I spent the end of the year squirreling away on a couple freelance projects and dreaming of what I could do in the new year.  The torrent of year-in-review lists that caught my eye in the twilight of 2022 gave me music to dream about exploring with the limited spare time I seem to find myself these days; sometimes my mind wandered to the possibility of spending entire days devouring nothing but Milwaukee rap or devoting energy to making an entire zine mapping out all the bedroom screamo acts whose home-recorded albums populated a few different Bandcamp tags in the past year.
Which also made me think a lot about my New Year’s resolutions. I’m not a hard-and-fast resolution follower. On occasion I’ve written down aspirations for a year on a sheet of paper too crammed with ideas for any one person to pull off in the course of 12 months—but if I could check off a few things, that felt pretty good. I like having the incentive to come up with some goals for the near future, and I like the energy that comes from chasing after them (and I appreciate how that energy can carry me through the bleakest periods of winter).
So, yes, I suppose I have some New Year’s resolutions, most of which I see as guidelines, with two exceptions. I’d like to train for a half-marathon. I haven’t run more than four miles since the pandemic started, and I’d made pretty good progress as a runner before then. In the fall of 2019, I managed to run from the Freeze in Logan Square to the Original Rainbow Cone in Beverly with a group of friends dedicated to running to different ice cream spots in town. I liked having an ambitious, noncompetitive goal to get me to run more than I feasibly thought I could. I’ve missed having that thing to inspire me to push myself whenever I’ve gone for runs since. I’m less interested in the competitive nature of a half-marathon than I am in the possibility of being able to complete one.

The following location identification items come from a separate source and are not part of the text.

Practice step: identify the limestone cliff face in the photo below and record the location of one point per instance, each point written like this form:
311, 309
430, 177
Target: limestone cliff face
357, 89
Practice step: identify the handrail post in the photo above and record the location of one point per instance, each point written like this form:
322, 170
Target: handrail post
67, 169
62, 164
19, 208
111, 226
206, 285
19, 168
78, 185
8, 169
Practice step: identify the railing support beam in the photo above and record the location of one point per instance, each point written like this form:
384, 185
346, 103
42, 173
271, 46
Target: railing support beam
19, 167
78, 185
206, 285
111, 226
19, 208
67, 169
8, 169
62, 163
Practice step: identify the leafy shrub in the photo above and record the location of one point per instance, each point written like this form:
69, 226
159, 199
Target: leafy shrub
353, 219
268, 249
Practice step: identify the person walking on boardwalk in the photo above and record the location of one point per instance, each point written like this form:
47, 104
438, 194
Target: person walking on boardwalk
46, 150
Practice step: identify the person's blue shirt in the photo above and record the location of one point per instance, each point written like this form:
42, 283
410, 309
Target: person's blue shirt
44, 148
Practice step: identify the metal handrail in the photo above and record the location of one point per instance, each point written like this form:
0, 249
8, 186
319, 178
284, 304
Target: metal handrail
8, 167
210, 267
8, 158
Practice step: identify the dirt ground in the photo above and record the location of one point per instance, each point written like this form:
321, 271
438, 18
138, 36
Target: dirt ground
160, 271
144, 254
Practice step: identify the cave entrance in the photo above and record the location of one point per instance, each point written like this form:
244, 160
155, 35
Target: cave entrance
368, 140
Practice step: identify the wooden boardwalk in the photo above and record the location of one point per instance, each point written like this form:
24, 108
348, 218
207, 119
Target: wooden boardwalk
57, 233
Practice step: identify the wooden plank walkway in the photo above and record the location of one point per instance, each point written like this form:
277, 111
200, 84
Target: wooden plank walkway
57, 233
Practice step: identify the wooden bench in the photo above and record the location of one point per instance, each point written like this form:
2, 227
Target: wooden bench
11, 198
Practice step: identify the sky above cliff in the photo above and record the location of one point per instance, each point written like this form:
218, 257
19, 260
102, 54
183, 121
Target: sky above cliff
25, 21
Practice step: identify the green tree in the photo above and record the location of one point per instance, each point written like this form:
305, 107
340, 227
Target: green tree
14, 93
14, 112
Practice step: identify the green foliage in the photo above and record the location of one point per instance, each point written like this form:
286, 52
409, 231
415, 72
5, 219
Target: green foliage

I’d also like to complete a book proposal. I’ve had several ideas floating around in my head for books I could pursue, but they’ve remained there for months, if not years. I’d like to get at least one of those stubborn thoughts out of my head and shape it into something that could actually fit between two covers. The one variable uniting these resolutions (and smaller, unspoken projects or adventures that I’d like to pursue) is time, or rather my desire to be more considerate with how I spend it. Too often I’ll find myself frustrated with how I’m using my free time. I notice I get particularly anxious about whether or not my time is well spent when I’m looking for something to watch on a streaming service; I get both overwhelmed by the illusion of endless choices and the considerable lack of options I deeply want to engage with at that moment that I end up taking way more time to make a selection than I’d like (thus further frustrating me). I suppose part of the answer may be to change what I spend my free time on, but also perhaps to be kinder to myself in what I want to do during the moments when I have no seemingly dire responsibility demanding my attention. Maybe that’s one way to make sure my time is well spent. I suppose I’ll spend the rest of the year trying to figure this out too.